Re: divide & conquer algorithm to implement string matching



misterio <giagimari@xxxxxxxxx> writes:

On 29 Mag, 14:58, Richard Heathfield <r...@xxxxxxxxxxxxxxx> wrote:
Maybe I'm missing something, but I really don't see how d&c works for
you in this situation.
I'm not trying to use divide & conquer to find any real benefit from
it in this case,I'm just trying to understand how to properly use it
for this problem,because I need to understand this to prepare an
exam.Usually I can use divide & conquer to solve problems,but this
particular one is giving me some headaches.If I would have wanted to
use an effective algorithm to implement string matching,I would have
used the KMP algorithm.
Thank you for any kind of advice that you can give me.

Of course, to apply any rule of thumb, you have to adapt it to the
current circumstances.

Instead of "dividing" by cutting the search string exactly in two, you
can cut it so as to avoid missing any occurences.

pattern: 1011

string: 10100101110001010110

cut into:
string 1: 10100101110
string 2: 110001010110

Actually, you don't really need to cut the string itself, only the
range you search.

string 1: 10100101110
^ ^
| |
start1 end1

string 2: 110001010110
^ ^
| |
start2 end2



(defun d&c-search (pattern string start end)
(if (= start end)
(and (string= pattern string :start2 start :end2 (+ start (length pattern)))
start)
(or (d&c-search pattern string start (truncate (+ start end) 2))
(d&c-search pattern string (1+ (truncate (+ start end) 2)) end))))

(defun my-search (pattern string)
(d&c-search pattern string 0 (- (length string) (length pattern) -1)))



C/USER[15]> (trace d&c-search)
;; Tracing function D&C-SEARCH.
(D&C-SEARCH)
C/USER[16]> (my-search "abc" "xyzxyzabcxyyzya")
1. Trace: (D&C-SEARCH '"abc" '"xyzxyzabcxyyzya" '0 '13)
2. Trace: (D&C-SEARCH '"abc" '"xyzxyzabcxyyzya" '0 '6)
3. Trace: (D&C-SEARCH '"abc" '"xyzxyzabcxyyzya" '0 '3)
4. Trace: (D&C-SEARCH '"abc" '"xyzxyzabcxyyzya" '0 '1)
5. Trace: (D&C-SEARCH '"abc" '"xyzxyzabcxyyzya" '0 '0)
5. Trace: D&C-SEARCH ==> NIL
5. Trace: (D&C-SEARCH '"abc" '"xyzxyzabcxyyzya" '1 '1)
5. Trace: D&C-SEARCH ==> NIL
4. Trace: D&C-SEARCH ==> NIL
4. Trace: (D&C-SEARCH '"abc" '"xyzxyzabcxyyzya" '2 '3)
5. Trace: (D&C-SEARCH '"abc" '"xyzxyzabcxyyzya" '2 '2)
5. Trace: D&C-SEARCH ==> NIL
5. Trace: (D&C-SEARCH '"abc" '"xyzxyzabcxyyzya" '3 '3)
5. Trace: D&C-SEARCH ==> NIL
4. Trace: D&C-SEARCH ==> NIL
3. Trace: D&C-SEARCH ==> NIL
3. Trace: (D&C-SEARCH '"abc" '"xyzxyzabcxyyzya" '4 '6)
4. Trace: (D&C-SEARCH '"abc" '"xyzxyzabcxyyzya" '4 '5)
5. Trace: (D&C-SEARCH '"abc" '"xyzxyzabcxyyzya" '4 '4)
5. Trace: D&C-SEARCH ==> NIL
5. Trace: (D&C-SEARCH '"abc" '"xyzxyzabcxyyzya" '5 '5)
5. Trace: D&C-SEARCH ==> NIL
4. Trace: D&C-SEARCH ==> NIL
4. Trace: (D&C-SEARCH '"abc" '"xyzxyzabcxyyzya" '6 '6)
4. Trace: D&C-SEARCH ==> 6
3. Trace: D&C-SEARCH ==> 6
2. Trace: D&C-SEARCH ==> 6
1. Trace: D&C-SEARCH ==> 6
6
C/USER[17]>



But of course, this is taking the "divide" part much too literally! :-)

You don't need to cut the problem in two equal parts.
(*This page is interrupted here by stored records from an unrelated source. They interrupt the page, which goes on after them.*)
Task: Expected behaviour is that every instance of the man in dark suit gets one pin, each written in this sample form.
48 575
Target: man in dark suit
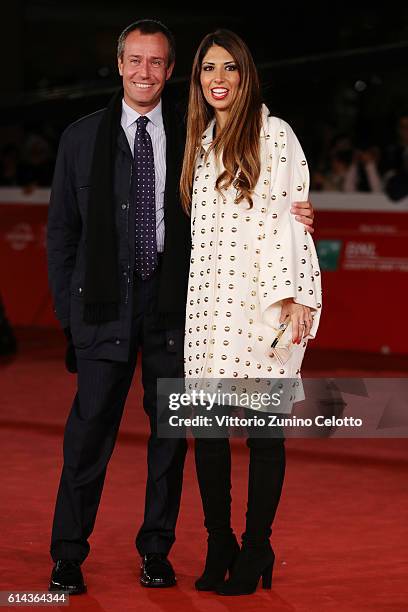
118 259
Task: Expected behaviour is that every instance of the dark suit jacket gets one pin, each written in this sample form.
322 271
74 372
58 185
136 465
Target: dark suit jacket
66 236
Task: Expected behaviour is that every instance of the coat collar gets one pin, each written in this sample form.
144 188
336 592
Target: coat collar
208 135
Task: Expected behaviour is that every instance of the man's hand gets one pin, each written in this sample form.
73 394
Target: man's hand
304 213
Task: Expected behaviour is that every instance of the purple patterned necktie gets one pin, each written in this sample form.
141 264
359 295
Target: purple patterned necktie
144 190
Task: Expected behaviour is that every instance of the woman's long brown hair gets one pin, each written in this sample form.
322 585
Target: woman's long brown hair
238 141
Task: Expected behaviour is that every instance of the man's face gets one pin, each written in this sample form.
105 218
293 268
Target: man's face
144 69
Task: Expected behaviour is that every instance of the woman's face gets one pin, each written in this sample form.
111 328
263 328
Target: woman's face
219 78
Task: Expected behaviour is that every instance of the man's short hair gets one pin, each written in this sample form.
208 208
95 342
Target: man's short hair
148 26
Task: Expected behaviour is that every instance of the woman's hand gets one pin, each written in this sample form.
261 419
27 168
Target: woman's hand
300 316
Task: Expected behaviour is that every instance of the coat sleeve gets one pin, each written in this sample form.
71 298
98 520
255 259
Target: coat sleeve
289 265
63 231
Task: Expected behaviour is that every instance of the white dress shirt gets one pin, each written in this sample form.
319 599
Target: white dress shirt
157 134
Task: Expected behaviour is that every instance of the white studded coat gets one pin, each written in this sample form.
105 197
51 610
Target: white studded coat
245 261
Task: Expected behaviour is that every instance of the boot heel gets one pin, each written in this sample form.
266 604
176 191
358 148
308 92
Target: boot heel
267 577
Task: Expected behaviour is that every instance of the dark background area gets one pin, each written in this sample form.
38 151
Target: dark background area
326 69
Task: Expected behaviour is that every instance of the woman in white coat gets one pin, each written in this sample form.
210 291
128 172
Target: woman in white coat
252 268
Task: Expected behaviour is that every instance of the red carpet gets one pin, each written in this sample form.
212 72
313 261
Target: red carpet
341 535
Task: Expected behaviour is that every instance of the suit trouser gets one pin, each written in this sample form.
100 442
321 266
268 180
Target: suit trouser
91 431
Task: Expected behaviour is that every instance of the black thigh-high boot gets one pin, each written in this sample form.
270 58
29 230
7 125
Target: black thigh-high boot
256 558
213 465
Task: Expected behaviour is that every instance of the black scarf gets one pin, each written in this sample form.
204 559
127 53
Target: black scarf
101 265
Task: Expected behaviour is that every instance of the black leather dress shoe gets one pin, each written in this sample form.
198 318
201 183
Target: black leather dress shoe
157 571
67 577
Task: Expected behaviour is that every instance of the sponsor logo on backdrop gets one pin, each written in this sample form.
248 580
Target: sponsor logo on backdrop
20 236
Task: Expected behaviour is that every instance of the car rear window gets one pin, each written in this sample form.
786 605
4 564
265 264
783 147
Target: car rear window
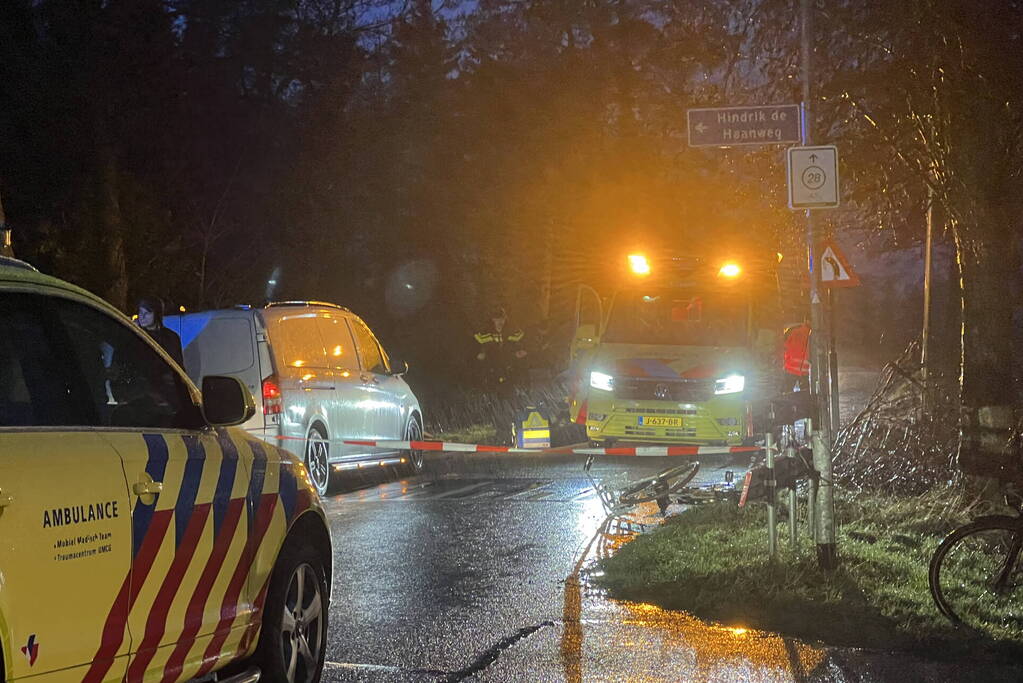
298 343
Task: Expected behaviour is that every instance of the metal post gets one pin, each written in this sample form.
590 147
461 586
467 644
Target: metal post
827 555
790 451
811 494
834 413
771 498
793 513
926 333
5 244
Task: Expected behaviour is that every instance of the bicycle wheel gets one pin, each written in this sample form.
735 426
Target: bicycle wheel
976 575
660 485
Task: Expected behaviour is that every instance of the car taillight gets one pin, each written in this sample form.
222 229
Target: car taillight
273 404
583 410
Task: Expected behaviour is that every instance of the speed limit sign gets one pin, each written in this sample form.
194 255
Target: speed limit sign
813 177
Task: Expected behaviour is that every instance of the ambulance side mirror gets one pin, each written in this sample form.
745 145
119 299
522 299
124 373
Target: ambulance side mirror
585 338
226 401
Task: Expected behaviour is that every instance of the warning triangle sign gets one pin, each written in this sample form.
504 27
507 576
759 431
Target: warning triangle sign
835 269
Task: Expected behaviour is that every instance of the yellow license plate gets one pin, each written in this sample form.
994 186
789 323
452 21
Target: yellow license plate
660 421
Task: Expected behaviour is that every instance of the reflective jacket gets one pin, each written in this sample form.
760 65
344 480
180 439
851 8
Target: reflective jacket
796 351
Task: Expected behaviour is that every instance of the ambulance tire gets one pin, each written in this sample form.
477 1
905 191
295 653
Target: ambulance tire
295 618
413 431
317 459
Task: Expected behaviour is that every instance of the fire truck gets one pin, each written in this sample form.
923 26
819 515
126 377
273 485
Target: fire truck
676 350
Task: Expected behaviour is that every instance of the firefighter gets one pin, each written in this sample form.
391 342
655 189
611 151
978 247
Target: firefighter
501 352
796 358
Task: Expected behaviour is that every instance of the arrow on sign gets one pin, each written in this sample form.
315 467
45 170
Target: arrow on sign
835 270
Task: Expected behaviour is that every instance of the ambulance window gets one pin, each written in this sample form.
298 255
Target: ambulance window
130 384
35 390
369 351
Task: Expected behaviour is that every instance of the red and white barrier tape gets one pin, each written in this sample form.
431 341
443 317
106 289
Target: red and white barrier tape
641 451
651 451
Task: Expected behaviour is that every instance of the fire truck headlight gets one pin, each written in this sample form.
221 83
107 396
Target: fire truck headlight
638 265
730 270
603 381
734 383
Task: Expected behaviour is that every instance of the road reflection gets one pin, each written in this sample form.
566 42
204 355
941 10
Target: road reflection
690 648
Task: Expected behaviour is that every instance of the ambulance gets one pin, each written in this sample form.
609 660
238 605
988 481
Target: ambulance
680 350
142 536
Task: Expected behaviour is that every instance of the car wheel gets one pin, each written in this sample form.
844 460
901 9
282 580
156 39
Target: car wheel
318 459
293 640
414 433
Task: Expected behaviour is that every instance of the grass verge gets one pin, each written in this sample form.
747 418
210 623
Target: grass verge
711 562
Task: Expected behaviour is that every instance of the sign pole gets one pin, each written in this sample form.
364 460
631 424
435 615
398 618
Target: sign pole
926 333
771 497
827 554
836 417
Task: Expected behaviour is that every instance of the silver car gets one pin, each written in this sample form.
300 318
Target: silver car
322 376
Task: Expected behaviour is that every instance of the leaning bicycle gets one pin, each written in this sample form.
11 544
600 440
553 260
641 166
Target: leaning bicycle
976 574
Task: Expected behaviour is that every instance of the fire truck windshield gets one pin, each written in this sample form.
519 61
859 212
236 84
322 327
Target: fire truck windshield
677 318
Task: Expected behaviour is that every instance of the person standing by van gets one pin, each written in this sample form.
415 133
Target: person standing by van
150 318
You can just
divide the problem in two smaller problems, and one may be exactly the
same as the original problem but for some monotonous progression.

So if the problem is to search a substring in a string, you can divide
it in these two simplier problems:

- test if a string is a prefix of another string,
- search a substring in a _smaller_ string.

(defun my-search (pattern string)
(cond
((< (length string) (length pattern)) ; part of testing pattern as a prefix.
nil) ; If string is shorter, no.
((string= pattern string :end2 (length pattern)) ; prefix? position = 0
0)
(t ; now, search the pattern in a smaller string, starting from 1:
(let ((pos (my-search pattern (subseq string 1))))
(when pos (1+ pos))))))


Of course, here we copy a lot of tail substrings, so we can apply the
same trick as above, and only keep an index to the start of the
"smaller" string:


(defun d&c-search (pattern string start)
(cond
((< (- (length string) start) (length pattern))
nil)
((string= pattern string :start2 start :end2 (+ start (length pattern)))
start)
(t
(d&c-search pattern string (1+ start)))))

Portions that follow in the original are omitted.